Why Carroll Thomas is a woman in American manufacturing worth knowing
Carroll has met thousands of manufacturers throughout the US because of her roles at QVC and MEP, the Manufacturing Extension Partnership. In fact, one of the manufacturers she assisted through the MEP was directly responsible for supplying the US Navy Seals with equipment that helped capture and execute Bin Laden.
But, perhaps more noteworthy than her direct impact on small and mid-sized manufacturers across the country is Carroll’s level of care for the people in this industry.
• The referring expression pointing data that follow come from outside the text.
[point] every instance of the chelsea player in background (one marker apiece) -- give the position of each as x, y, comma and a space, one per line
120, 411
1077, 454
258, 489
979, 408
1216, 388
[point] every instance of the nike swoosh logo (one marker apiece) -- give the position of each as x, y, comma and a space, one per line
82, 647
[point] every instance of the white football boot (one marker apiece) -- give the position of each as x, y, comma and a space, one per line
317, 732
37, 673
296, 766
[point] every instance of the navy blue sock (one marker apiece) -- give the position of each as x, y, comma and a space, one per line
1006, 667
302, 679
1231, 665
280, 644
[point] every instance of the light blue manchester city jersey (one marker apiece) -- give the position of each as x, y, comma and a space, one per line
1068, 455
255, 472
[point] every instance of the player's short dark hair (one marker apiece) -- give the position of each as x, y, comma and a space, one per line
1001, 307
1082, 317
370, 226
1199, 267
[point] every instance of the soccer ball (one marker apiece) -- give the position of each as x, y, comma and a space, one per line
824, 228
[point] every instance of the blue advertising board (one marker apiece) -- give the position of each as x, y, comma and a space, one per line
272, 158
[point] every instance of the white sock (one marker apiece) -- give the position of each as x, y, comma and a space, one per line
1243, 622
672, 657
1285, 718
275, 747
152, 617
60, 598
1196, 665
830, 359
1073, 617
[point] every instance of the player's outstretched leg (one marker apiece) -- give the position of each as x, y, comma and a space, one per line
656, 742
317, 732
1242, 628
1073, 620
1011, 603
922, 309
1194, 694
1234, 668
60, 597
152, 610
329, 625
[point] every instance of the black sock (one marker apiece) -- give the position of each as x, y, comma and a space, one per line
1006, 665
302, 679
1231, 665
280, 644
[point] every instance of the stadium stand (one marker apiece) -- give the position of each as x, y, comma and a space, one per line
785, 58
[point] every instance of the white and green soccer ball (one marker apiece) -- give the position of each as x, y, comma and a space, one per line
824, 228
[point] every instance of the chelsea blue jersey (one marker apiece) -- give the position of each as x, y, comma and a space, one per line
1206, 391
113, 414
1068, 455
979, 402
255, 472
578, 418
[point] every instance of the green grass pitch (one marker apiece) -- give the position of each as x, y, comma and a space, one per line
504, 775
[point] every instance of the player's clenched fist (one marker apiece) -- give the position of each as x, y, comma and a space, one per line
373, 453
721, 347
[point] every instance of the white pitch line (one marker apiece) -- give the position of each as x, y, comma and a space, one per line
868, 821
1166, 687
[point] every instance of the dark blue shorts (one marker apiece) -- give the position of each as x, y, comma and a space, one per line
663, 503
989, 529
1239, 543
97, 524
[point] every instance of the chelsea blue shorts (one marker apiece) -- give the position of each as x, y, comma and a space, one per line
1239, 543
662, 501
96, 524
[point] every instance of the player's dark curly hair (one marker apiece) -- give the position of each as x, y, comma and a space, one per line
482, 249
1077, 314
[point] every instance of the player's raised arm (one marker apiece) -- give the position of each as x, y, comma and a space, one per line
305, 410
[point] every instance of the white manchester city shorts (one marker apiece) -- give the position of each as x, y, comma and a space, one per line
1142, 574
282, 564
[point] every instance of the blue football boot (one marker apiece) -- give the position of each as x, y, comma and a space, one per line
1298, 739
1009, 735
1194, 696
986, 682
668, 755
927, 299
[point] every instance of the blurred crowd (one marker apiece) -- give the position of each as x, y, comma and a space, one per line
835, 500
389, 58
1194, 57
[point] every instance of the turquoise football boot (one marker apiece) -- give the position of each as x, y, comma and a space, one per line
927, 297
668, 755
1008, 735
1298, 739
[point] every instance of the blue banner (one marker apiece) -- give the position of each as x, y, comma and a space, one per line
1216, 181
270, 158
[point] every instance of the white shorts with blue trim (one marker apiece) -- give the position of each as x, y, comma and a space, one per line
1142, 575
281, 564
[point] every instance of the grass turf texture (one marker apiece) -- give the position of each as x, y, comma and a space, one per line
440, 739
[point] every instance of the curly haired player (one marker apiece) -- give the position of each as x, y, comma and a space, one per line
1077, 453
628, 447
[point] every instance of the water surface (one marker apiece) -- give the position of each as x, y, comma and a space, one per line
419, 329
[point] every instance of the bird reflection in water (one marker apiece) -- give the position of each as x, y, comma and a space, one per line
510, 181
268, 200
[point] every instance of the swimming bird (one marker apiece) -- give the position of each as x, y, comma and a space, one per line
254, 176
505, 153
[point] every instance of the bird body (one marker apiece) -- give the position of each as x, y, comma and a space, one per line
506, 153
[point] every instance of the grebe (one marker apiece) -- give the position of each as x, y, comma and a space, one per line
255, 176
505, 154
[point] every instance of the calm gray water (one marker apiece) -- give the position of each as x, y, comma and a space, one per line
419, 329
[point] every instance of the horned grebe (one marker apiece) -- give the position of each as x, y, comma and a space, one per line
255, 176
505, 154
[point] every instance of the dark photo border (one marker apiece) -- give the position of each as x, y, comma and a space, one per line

In the episode, she shares a heart-wrenching story about a manufacturer she knew closely who failed, and how that powered her drive to ensure that small US manufacturers be supported. You can hear in her voice when she names the people in her many stories just how much Carroll admires, empathizes, and believes in them. She took (and still takes) their struggles and pains to heart– which is why she has worked tirelessly to help them through tough times, including the 2008 recession, the pandemic, and more.
A surprising thing that came out of the conversation
Carroll’s most memorable manufacturing company visits were to an onion ring factory, where the workers cry for about 15 minutes at the start of each day, and then get on with their job (wild!), as well as to the Poopin’ Moose factory in Alaska, which had the #1 product in the country in the late 90s.
Key Takeaway: The more we can connect manufacturers with each other, the better
Carroll calls her experience building the MEP Network a “dream come true,” particularly as it helped American manufacturers communicate and allocate resources more effectively during the pandemic (think PPE and ventilators). With an unpredictably huge jump in demand, a limited number of manufacturers already producing these materials, and a thinned and slowed supply chain, having this network already set up was a saving grace for the country. Nobody could have predicted just how badly it would be needed in 2020, but Carroll had the foresight as Director of the MEP to design and build a program that worked and continues to work today.
She affirms that giving small and medium manufacturers resources to connect with each other enables them to ask for help more easily, share knowledge and capabilities, and therefore strengthens the entire industry. This will also help manufacturers digitize sooner, therefore protecting themselves and our national defense infrastructure in an era when cyberattacks are becoming more common, and more dangerous.
Favorite Answer From Rapid Fire Questions
Carroll and her husband took a trip to Napa Valley, during which she bribed him with a case of wine to tour the Jelly Belly factory. Fun fact: the people at Jelly Belly know her by first name– she has visited many times.